Avoid parentheses in file names
"Base R supports only one type of NA..."
- Consider rephrasing this since base R includes different types of NA (e.g., NA_integer_, NA_real_, NA_character_, NA_complex_)
_"Summary of tagged_na values and their corresponding category values."_
- Where did these category values come from? Is this some sort of domain knowledge?
Is it necessary to include the code chunk when the examples provided are similar to the similar to those in the haven documentation
- Include a link instead - https://haven.tidyverse.org/reference/tagged_na.html

reikookamoto commented 12 months ago

rec_with_table.Rmd

I think most of this information should be moved into the function documentation

reikookamoto commented 12 months ago

how_to_recode.Rmd

Example 1
- Why is it necessary to pass var_labels = c(sex = "sex")
  - We know var_labels is an optional argument, but what are the circumstances under which you want to use it?
Example 2
- Why is it necessary to pass var_labels = c(sex = "Sex") (and why is it capitalized this time round)
- Why do we need to call set_data_labels() (and what does it mean for label to be lost)?
- Why do we want labelled data?
Example 3
- Why do we call bind_rows() without calling set_data_labels()?
Example 4
- Same questions as example 2
Example 5
- The print outs take up a lot of space; it's hard to see where the second rec_with_table() call begins
- Again, why are calling set_data_labels()?
Example 6
- Why are not using set_data_labels() in this example?
Example 7
- Derived variables are discussed across multiple vignettes; is it better for these pieces of information to be consolidated in a single file?
- Is chol * bili an actual measurement? Otherwise, could we provide a different example that deals with a measurement used in practice?
What other common operations should be included in the vignette?

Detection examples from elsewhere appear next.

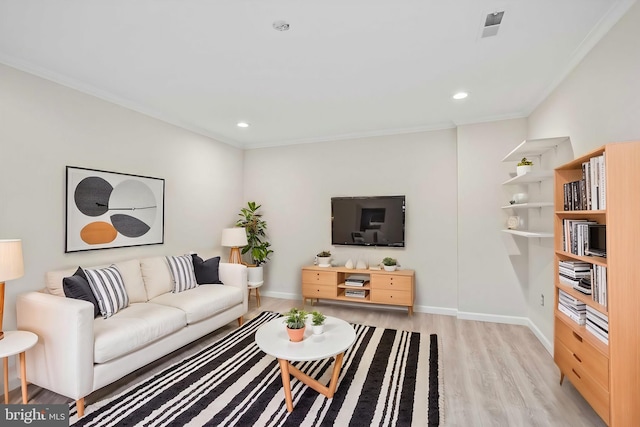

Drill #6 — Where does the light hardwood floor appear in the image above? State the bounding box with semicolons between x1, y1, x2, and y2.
10;297;605;427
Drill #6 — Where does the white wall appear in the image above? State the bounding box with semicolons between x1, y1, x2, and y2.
0;65;243;388
244;129;457;312
458;119;529;322
529;3;640;156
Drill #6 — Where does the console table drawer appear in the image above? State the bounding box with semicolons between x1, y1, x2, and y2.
302;270;338;286
555;318;609;390
302;283;338;298
371;289;413;306
371;274;411;291
554;340;609;424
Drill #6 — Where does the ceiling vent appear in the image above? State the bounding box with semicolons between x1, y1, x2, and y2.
481;11;504;38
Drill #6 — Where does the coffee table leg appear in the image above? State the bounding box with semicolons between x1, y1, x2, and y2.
278;359;293;412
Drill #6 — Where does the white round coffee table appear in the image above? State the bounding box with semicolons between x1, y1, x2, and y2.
0;331;38;404
256;316;356;412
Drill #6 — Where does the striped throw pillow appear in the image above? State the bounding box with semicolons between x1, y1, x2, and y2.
166;255;198;294
84;265;129;319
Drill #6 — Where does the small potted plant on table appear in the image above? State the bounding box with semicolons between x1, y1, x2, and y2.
316;251;331;267
311;311;327;335
284;307;307;342
382;257;398;271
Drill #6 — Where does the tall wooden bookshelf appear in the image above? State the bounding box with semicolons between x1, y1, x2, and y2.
554;142;640;427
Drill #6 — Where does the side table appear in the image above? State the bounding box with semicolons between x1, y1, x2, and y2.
0;331;38;404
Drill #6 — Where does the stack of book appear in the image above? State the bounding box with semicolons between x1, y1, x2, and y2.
344;274;369;286
344;289;367;298
558;260;591;294
558;289;587;325
586;307;609;344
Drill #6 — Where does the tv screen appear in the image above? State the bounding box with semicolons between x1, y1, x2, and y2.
331;196;405;247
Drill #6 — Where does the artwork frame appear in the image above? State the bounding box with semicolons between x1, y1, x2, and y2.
65;166;165;253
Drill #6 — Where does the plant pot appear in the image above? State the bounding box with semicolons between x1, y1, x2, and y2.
318;256;331;267
516;165;531;176
287;326;307;342
247;265;264;284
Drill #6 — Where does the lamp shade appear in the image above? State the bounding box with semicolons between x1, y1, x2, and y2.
0;239;24;282
221;227;248;248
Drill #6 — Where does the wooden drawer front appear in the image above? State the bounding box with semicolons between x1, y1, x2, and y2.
302;283;338;298
555;319;609;390
371;289;413;306
302;270;338;286
553;340;609;424
371;274;411;291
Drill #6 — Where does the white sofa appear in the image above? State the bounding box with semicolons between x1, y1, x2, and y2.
16;256;248;416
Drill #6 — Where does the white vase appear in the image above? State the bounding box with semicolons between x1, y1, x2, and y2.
516;165;531;176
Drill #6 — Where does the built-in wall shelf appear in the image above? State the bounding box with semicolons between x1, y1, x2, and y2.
502;229;553;238
502;202;553;209
502;171;553;185
502;136;569;162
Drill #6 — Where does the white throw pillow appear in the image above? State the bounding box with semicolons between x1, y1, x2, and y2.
167;255;198;293
84;265;129;319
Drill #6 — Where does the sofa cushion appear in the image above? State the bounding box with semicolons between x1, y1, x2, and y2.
84;265;129;319
62;267;100;317
150;286;243;324
191;254;222;285
93;303;187;363
114;259;149;304
140;256;173;300
166;255;198;293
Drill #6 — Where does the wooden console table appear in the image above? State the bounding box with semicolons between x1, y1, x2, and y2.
302;266;415;315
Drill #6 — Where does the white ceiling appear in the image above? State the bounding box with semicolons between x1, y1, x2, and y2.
0;0;635;148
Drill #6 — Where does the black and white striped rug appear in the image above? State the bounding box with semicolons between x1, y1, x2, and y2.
70;312;444;427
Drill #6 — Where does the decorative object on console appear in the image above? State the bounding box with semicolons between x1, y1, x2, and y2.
0;239;24;342
516;157;533;176
311;311;327;335
316;251;331;267
382;257;398;271
221;227;248;264
65;166;164;252
283;307;308;342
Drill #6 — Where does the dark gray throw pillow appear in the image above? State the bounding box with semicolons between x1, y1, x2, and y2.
62;267;100;317
191;254;223;285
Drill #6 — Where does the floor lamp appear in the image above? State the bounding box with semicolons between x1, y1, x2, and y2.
222;227;248;264
0;240;24;340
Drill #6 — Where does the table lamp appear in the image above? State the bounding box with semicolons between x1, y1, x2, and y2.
0;239;24;340
222;227;248;264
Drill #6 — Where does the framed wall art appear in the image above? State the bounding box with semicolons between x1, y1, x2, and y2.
65;166;164;252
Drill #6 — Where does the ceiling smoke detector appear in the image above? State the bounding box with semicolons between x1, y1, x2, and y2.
273;21;289;31
481;10;504;38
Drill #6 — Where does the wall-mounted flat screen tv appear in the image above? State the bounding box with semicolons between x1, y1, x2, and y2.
331;196;405;247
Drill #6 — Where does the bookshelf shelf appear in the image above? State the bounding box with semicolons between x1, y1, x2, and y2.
502;229;553;239
554;141;640;427
501;202;553;209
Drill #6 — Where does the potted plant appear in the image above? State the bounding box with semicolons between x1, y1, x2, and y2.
516;157;533;176
236;202;273;283
316;251;331;267
311;311;327;335
283;307;307;342
382;257;398;271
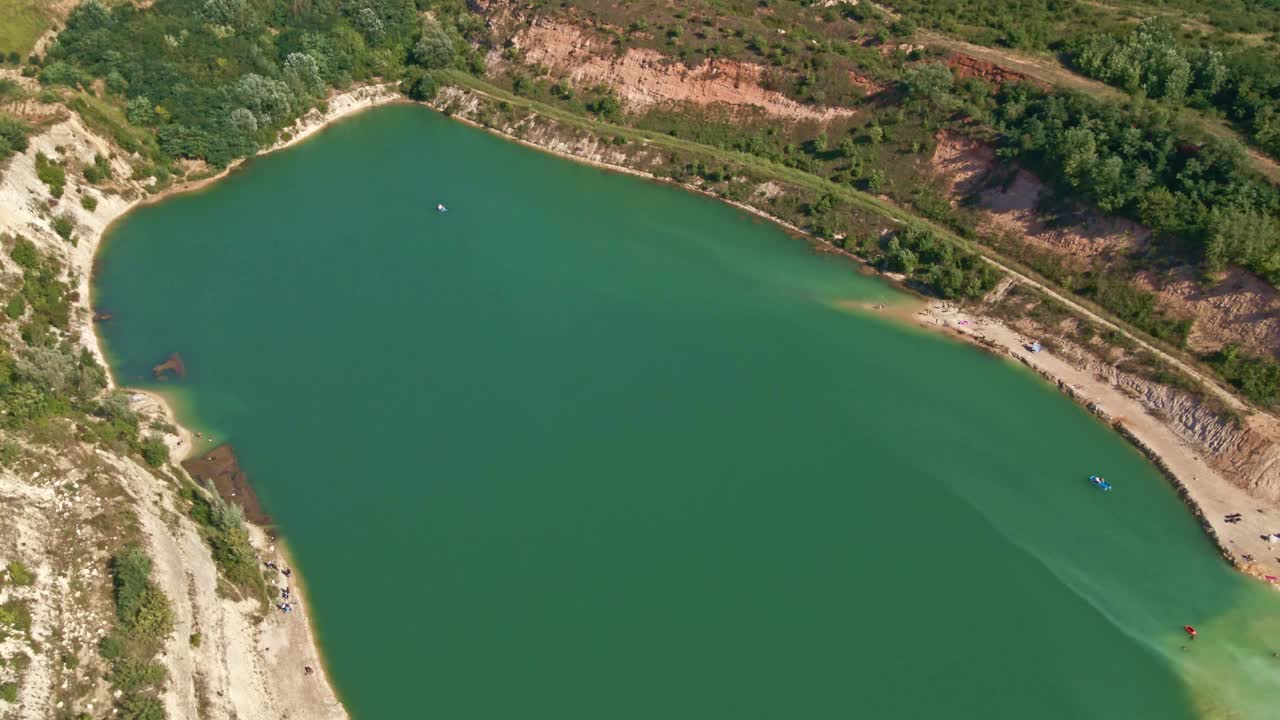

reikookamoto commented 12 months ago

how_to_use_recodeflow_with_your_data.Rmd

This file contains similar information as variable_details.Rmd and variables_sheet.Rmd - there appears to be fewer grammatical errors in this version
This vignette suggests that the recoding process should be specified on a details sheet before organizing the variables sheet; if this is the suggested workflow, this information should be placed in a higher-level overview

DougManuel commented 12 months ago

In general,

The suggestions look great. I suggest addressing anything that looks uncontroversial (reducing redundancy, fixing grammar, clarifying...) and isn't a breaking change. You could PR the changes and get feedback on specifics.

Another way of replying is saying there are quite a few comments and suggestions and so it is difficult to respond to all of them in this thread. Let's have separate issue discussions for a few questions.

That said, here is a few specific responses.

We decided to use tidyverse style guide. Let's add that to the 'contributing' section or somewhere in the documentation/repo. We have camelCase for variable and variableDetails, which could be kept as is because it is a distinct file, and we felt changing that would be too much of a breaking change.
I suggest using gt for tables. GT has many similar features and it is maintained by Rstudio.
Can fields be left blank in sheets? Good question. It requires further discussion, I think. My first thought is 'no' for most. 'notes' and some fields seem clearly optional. I am happy to be opinionated and say labels need to be completed, for instance. After all, you can't make a git commit without a subject -- and we are all happy about that.
we need better data type checks just about everywhere, IMO. In the sheets, derived functions, etc.